Report Ten from Lisbon
Switch from PI based regmen to Efavirenz regimen
Summary: Moyle reported no improvements in cholesterol and triglycerides due to switch to EFV from a PI but viral load suppression was well maintained (9/9 <50 copies/ml at week 48; 19/20 <50 copies/ml at week 24). Patients reported they had some improvement in their body appearance. There were improvements in glucose tolerance test.
This is a study of individuals who were on a PI therapy and requested to either stop therapy or be switched to another due to experiencing lipodystrophy. It's a non-comparative study group because participants did not want to be on their current regimen. So, its an open-label single arm prospective observational cohort of persons with clinical lipodystrophy and/or metabolic abnormalities virologically controlled on PI based regimen.
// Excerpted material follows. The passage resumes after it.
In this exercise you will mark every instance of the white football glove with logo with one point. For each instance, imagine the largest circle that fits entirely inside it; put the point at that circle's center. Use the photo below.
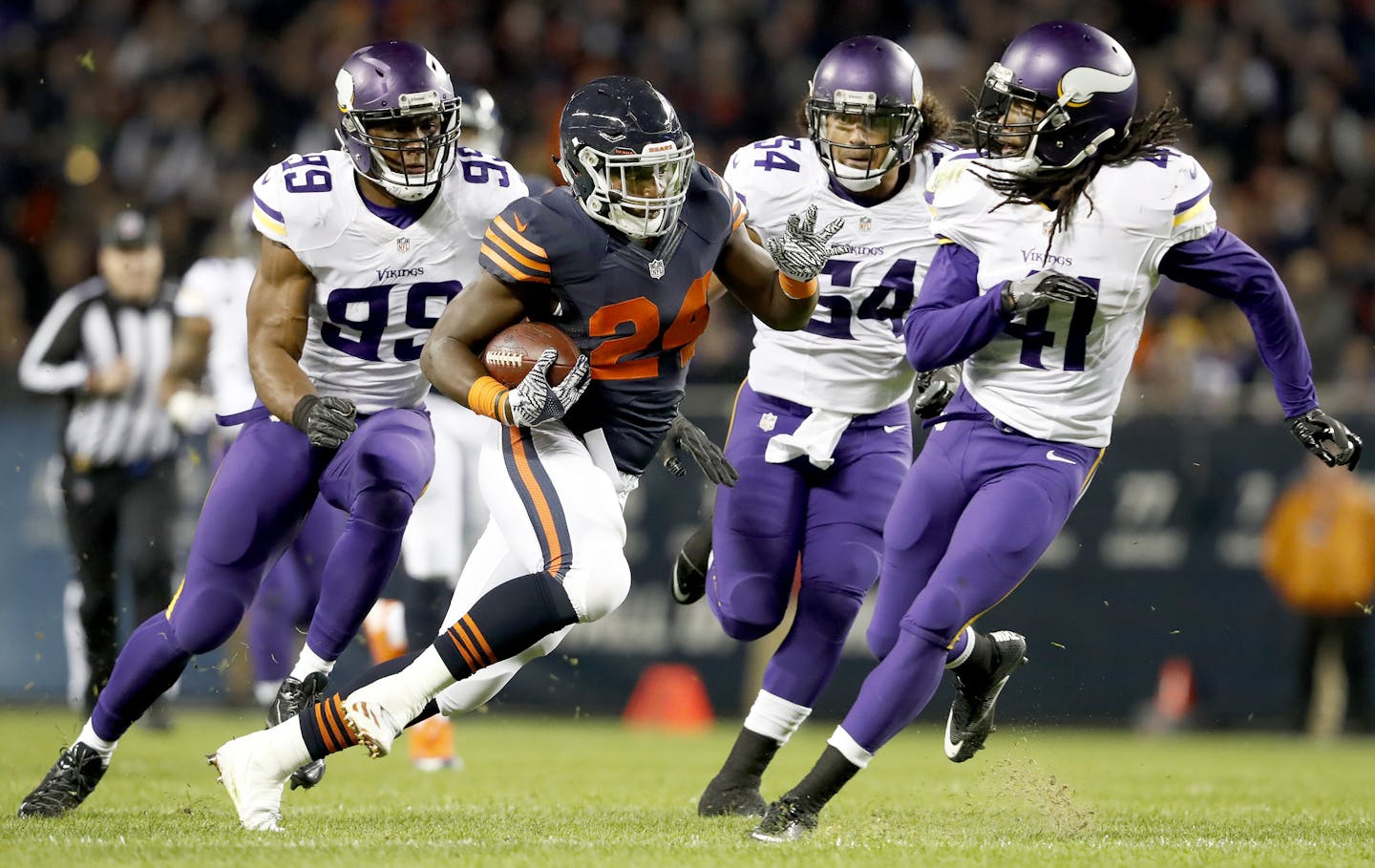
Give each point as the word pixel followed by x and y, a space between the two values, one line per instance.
pixel 535 402
pixel 802 252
Patents were either self-reported or their doctor referred them to study as having lipodystrophy from a specialist lipodystrophy assessment clinic. For the study they were clinically examined to confirm clinical body shape changes. There were a few individuals who only had metabolic elevations (cholesterol >6.5 mmol/l; fasting triglycerides >2.2 mol/l; diabetes). Participants had viral load <500 copies/ml (bDNA).
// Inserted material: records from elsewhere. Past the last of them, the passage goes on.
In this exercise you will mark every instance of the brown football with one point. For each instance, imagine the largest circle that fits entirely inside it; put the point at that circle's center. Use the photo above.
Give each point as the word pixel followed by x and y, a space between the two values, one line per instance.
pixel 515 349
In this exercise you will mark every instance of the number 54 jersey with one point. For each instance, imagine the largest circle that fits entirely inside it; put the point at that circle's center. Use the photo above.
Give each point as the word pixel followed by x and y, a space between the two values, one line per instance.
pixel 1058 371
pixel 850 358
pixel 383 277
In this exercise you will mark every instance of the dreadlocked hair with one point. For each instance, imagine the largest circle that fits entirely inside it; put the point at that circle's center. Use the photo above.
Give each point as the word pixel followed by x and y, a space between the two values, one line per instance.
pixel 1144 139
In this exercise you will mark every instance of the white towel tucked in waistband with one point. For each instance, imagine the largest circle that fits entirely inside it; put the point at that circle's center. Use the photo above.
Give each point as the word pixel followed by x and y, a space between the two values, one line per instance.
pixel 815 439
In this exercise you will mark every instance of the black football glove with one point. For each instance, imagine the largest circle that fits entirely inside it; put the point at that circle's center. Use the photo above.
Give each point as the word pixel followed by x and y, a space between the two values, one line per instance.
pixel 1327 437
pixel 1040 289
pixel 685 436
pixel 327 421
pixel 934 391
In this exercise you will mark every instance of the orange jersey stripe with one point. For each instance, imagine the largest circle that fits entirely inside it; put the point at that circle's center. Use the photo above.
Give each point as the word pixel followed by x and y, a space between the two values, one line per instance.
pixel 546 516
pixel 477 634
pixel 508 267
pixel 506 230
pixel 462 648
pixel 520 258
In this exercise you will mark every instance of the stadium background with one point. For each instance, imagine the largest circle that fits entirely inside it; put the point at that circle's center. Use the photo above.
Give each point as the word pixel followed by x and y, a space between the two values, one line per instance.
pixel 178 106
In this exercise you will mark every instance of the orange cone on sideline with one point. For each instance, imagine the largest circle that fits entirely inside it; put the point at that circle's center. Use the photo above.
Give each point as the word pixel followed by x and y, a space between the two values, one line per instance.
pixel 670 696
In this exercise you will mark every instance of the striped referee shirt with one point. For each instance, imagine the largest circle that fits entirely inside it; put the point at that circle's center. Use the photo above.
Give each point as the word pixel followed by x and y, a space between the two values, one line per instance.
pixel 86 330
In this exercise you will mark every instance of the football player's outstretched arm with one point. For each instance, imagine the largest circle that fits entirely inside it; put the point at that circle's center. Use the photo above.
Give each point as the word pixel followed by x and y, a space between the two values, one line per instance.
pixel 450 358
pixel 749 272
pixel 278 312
EFV 600 mg was substituted for the evening dose of PI with no overlap and people stayed on nucleoside analogues. Abacavir was added in some patients on dual PI or with prior transient NNRTI exposure.
At baseline and every 3 months they performed—fasting lipids, CD4s, viral load, insulin, testosterone, 2 hour glucose tolerance test, assessment of body composition by DEXA, anthropometrocs, and single slice-CT scan.
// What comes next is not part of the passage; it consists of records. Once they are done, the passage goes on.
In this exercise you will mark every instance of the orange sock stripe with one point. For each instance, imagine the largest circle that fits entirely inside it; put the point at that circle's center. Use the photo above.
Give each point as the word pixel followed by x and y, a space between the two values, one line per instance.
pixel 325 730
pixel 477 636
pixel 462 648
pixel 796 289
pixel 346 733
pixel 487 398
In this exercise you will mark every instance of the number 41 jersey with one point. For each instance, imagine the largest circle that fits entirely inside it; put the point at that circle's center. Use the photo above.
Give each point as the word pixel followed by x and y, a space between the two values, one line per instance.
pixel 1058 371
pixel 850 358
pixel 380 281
Moyle reported on two groups of patients: 9 (1 female, 8 male) who completed 48 weeks and 20 individuals ( 2 female, 18 male) who were out to 24 weeks. 8/9 and 18/20 were taking d4T/3TC. 7/9 and 15/20 were taking IDV as their PI. Three in the 20 person group were taking dual PI. CD4 counts were 231 in 9 person group and 408 in 20 person group. All participants had received mean 20 months prior PI therapy.
At baseline in cohort 1 (n=9, 48 weeks), clinical manifestations were: facial (5), legs (6), arms (5), abdomen (5), all above (1), metabolic only (1). Cohort 2 (24 weeks, n=20) clinical manifestations: facial (12), legs (13), arms (15) abdomen fat accumulation (16), all above (8), metabolic only (2).
In cohort 1 (48 weeks) 9/9 had viral load <50 copies/ml at week 48 and their CD4s increased 114. Two of 9 changed therapy: one person switched from EFV to NVP after 4 weeks due to concentration problems due to EFV, and a second person who switched from d4T to abacavir after 1 month due to neuropathy. In cohort 2 (24 weeks, n=20) 5 people added abacavir as mentioned above. One person switched from d4T to abacavir at week 40 due to elevated triglycerides. 19/20 had <50 copies/ml at week 24 except one person who stopped therapy due to PCP.
In both cohorts cholesterol and triglycerides were modestly but not significantly increased at week 48 compared to baseline. Moyle reported significant improvements in glucose tolerance. By patient survey partial improvements in appearance were reported. Also Moyle reported significant increased weight that was initially mostly in fat free mass although in cohort 1 there was non-significant fat increase. Previous reports have observed improvements in good cholesterol and decreases in bad cholesterol. In cohort 1 Moyle reported significant improvement (12%) in VAT (visceral adipose tissue- stomach fat) by CT scan. Moyle reported a significant correlation between baseline insulin resistance and triglycerides, consistent with diabetes, and insulin resistance and VAT (CT-scan).
However, Moyle reported 6/7 individuals who had abnormal glucose tolerance at baseline (>7.8 mmol/l) had a normal glucose tolerance test at week 24. In the 1/7 Moyle sais person had family history of diabetes. Regarding triglycerides 2/14 individuals reduced triglycerides from above to below normal (2.2 mmol/l). As well 2 individuals had normal baseline values that became abnormal at week 24. The same response was seen with cholesterol.